Eine gekürzte Weiterleitung der Bundesmittel oder eine Verrechnung im Zuge des kommunalen Finanzausgleichs sind ebenso inakzeptabel wie der Ersatz von Landesmitteln durch Bundeshilfen, beispielsweise bei Investitionszuschüssen. Machen Länder nicht? – Doch, meine Damen und Herren! Alles schon vorgekommen.

Die in diesem Jahr erstmals greifende Kommunalentlastung in Höhe von eigentlich 5 Milliarden Euro ist dafür symptomatisch. Auf Druck der Länder werden 1 Milliarde Euro über die Landeshaushalte und nicht direkt an die Kommunen verteilt. Eine vollständige Weiterleitung an die Kommunen erfolgt aber längst nicht in allen Ländern. Besonders dreist fallen Rheinland-Pfalz und Brandenburg auf: Der überwiegende Teil des über das Land weitergeleiteten Geldes – nämlich 77 Prozent in Rheinland-Pfalz und 80 Prozent in Brandenburg – verbleiben im Landeshaushalt und werden nicht an die Kommunen weitergeleitet. Ich nenne das unredlich, meine Damen und Herren, und so darf es hier nicht weitergehen!

(Beifall bei der CDU/CSU sowie bei Abgeordneten der AfD)

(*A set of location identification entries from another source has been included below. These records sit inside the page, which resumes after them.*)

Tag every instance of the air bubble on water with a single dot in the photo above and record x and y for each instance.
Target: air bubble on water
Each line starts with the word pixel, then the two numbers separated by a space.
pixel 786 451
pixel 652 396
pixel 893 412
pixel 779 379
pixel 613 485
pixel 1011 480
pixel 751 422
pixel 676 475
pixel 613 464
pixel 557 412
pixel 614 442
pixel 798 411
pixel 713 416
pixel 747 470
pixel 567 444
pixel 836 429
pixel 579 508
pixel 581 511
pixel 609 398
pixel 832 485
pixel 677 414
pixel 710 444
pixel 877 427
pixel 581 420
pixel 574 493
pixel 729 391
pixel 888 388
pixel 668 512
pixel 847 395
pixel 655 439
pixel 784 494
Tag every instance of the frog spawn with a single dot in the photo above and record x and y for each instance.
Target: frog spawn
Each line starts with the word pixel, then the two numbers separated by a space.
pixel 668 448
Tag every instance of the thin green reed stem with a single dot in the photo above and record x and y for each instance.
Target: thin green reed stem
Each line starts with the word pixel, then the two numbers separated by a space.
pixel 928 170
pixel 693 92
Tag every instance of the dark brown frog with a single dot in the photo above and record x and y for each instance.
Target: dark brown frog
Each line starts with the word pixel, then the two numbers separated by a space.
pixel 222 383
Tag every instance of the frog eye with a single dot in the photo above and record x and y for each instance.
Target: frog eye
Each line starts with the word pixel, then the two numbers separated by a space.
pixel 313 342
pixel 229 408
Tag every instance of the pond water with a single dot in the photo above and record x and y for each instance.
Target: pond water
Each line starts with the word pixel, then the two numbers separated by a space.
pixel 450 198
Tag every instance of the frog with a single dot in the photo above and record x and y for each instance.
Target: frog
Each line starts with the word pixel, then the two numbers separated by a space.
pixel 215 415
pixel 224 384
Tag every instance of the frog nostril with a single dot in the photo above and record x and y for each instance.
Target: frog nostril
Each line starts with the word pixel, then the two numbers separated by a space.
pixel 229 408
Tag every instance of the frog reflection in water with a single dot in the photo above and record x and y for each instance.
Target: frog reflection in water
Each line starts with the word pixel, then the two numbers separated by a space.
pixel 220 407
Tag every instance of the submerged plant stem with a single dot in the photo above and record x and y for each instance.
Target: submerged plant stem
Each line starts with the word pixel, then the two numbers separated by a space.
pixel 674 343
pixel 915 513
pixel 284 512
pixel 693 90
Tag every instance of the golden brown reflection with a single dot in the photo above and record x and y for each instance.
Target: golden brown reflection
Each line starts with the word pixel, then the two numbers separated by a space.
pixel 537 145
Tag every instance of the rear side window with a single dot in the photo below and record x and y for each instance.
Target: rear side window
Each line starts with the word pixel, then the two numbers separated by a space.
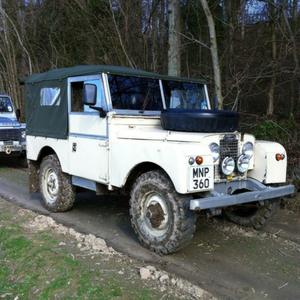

Liebe Länder, behandeln Sie Ihre Kommunen, wie Sie selbst behandelt werden wollen! Bewahren Sie den Schatz der kommunalen Selbstverwaltung! Denn ohne Kommunen ist kein Staat zu machen.

Danke.

(Beifall bei der CDU/CSU sowie bei Abgeordneten der AfD und der Abg. Ulli Nissen [SPD])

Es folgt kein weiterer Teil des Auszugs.